Here is RollingStone Magazine's Matt Taibbi - no friend of the previous administration - explaining how this administration has demonstrated no will to convict corporate thieves or hold any corporation accountable:

'Hands Down' Bush Was Tougher On Corporate America

Unknown said...

That's obviously false. the previous "administration" was too busy robbing the American Taxpayer, ruining the economy, and letting terrorists attack America to do anything else.

No one misses bush and dick.

Unknown said...

Thats a wonderful opinion, but facts are facts.

Wall Street walked away scott free and have remained so every day of the current administration. If this was a republican administration, you'd be up in arms
"No one went to jail!!"

But you look the other way because of your partisanship. The smart people are the ones that call it as it lies.

To wit:
The Untouchables: How the Obama administration protected Wall Street from prosecutions

Unknown said...

You can't create your own facts, and it's obvious from your reference you are a wing nut that doesn't live in reality. Yes, Facts are facts.

But you can't make up your own facts.

Steve Hulett said...

Wall Street walked away scott free and have remained so every day of the current administration.

You won't see me defending Holder or applauding Tim Geithner as regards Wall Street. It's clear the administration doesn't want to throw any oligarch ins jail ... and won't.

But let's not cherry pick too energetically, Mr. Nova. On the Big One, the 2008 meltdown, the Bush Administration's Paulson gave the fraudsters on Wall Street a f*cking blank check, to the tune of $700 billion. AIG bonds were back-stopped 100 cents on the dollar.

That wasn't the Obama administration, which hadn't happened yet, that was George W. Bush and associates.

But thanks for reinforcing my point that both parties are the hand-maidens of billionaires and mega corporations.

Unknown said...

You have your facts wrong.

Paulson did front an unprecedented sum to Wall Street firms. But keep in mind my friend that AIG also was holding teacher pension plans and public union 401k plans.

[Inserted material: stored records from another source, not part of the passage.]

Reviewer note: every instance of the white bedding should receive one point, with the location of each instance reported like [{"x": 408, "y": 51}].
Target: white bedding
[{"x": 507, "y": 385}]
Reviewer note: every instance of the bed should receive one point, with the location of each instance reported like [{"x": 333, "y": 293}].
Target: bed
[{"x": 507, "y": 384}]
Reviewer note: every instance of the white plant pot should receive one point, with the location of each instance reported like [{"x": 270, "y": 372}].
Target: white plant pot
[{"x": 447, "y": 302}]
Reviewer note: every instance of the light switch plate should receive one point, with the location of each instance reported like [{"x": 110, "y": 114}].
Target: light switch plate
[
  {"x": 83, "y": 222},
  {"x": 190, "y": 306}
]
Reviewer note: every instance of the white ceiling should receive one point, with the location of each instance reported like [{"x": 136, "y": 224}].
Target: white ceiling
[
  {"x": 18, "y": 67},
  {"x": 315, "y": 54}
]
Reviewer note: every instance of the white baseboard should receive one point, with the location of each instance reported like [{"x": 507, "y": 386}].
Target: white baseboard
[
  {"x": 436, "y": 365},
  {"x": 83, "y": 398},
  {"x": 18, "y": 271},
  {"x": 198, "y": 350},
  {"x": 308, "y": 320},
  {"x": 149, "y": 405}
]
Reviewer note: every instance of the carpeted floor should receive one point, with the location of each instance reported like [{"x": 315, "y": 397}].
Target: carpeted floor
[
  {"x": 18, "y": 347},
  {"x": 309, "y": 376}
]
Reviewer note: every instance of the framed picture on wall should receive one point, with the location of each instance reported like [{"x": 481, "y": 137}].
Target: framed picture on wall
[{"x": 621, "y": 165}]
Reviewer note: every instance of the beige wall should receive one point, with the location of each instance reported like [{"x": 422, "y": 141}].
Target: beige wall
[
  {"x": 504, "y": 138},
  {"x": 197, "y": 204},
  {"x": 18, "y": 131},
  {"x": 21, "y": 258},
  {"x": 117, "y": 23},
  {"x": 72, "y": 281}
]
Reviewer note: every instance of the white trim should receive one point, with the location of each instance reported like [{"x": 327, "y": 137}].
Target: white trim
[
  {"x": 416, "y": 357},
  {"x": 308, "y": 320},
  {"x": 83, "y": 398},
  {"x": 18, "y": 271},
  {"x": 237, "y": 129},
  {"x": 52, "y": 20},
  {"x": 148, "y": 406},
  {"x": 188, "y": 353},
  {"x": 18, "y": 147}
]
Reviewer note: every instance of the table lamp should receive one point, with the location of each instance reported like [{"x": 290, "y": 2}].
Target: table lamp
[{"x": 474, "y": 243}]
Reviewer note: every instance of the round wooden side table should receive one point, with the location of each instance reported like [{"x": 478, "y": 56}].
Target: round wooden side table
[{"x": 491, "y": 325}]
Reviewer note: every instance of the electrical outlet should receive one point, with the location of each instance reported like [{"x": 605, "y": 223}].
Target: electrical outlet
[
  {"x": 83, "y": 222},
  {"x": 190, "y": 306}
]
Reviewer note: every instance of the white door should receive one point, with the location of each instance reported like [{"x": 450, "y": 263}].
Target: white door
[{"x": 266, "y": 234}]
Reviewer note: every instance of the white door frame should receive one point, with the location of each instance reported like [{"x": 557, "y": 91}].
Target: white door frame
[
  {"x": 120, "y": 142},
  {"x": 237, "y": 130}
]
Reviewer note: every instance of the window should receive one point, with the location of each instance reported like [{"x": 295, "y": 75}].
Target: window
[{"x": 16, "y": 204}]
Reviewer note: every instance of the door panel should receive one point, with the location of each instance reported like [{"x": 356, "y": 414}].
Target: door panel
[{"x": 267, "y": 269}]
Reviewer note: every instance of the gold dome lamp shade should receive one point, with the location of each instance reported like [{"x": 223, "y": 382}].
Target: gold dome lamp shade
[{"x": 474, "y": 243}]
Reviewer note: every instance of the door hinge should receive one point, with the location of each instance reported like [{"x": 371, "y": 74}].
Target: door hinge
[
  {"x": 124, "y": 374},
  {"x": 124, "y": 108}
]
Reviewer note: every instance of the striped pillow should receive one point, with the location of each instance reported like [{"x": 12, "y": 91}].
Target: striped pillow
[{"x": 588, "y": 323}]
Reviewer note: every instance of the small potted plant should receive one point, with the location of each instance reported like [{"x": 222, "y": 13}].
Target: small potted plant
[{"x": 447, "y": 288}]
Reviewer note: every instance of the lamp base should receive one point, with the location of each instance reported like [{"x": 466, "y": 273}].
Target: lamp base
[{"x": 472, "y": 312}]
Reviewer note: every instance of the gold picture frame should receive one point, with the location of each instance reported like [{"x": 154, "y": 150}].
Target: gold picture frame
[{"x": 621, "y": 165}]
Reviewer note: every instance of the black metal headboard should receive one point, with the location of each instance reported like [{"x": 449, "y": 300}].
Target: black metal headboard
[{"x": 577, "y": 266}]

Yes, union pension plans that would have defaulted if he hadn't bailed them out. Its not difficult to imagine which side of the decision you would be on if teachers pensions had been vaporized huh? Then you'd be arguing FOR that blank check.

But Lehman Brothers didn't collapse until September of 2008. Geithner was sworn in in January of 2009.
So Paulson is responsible for holding Wall Street accountable in a 4 month window?
How is that possible?
Its not.

Geithner was there ALL along. He was the President of the Federal Reserve Bank during the financial crisis and was in the room voicing his approval of all of the blank checks you are so upset about.

When Paulson was in office the Fed hadn't even figured out what the interest rates were for the money that was fronted.

Geithner alone oversaw the recovery of Wall Street from 2009- 2013 under the Obama administration. And they held no one accountable. That was the window to do it. Thats when the meetings took place between President Obama and the heads of the Wall Street Firms. Blankfein and Dimon sat in a room with him sweating and Obama let them walk away scott free.

The Frontline report I posted above details all of this. Those are the facts. You're trying to spin it.

No administration has looked the other way to Wall Streets shell games more than this administration.


Another salient viewpoint on the robber barons of Wall Street is Dennis Kelleher

http://www.huffingtonpost.com/dennis-m-kelleher/

He doesn't make tired partisan excuses for political parties in contrast to the facts. He calls it as it lies.


"The question is not when, but if the president will step up and takes action that the American people have been looking for since they elected him in November 2008. He has taken care of the banks and the bankers, most of which would be bankrupt and most of whom would be unemployed but for his actions to save the financial system from a collapse they caused, and they have rewarded him with their scorn, antipathy and aggressive political opposition."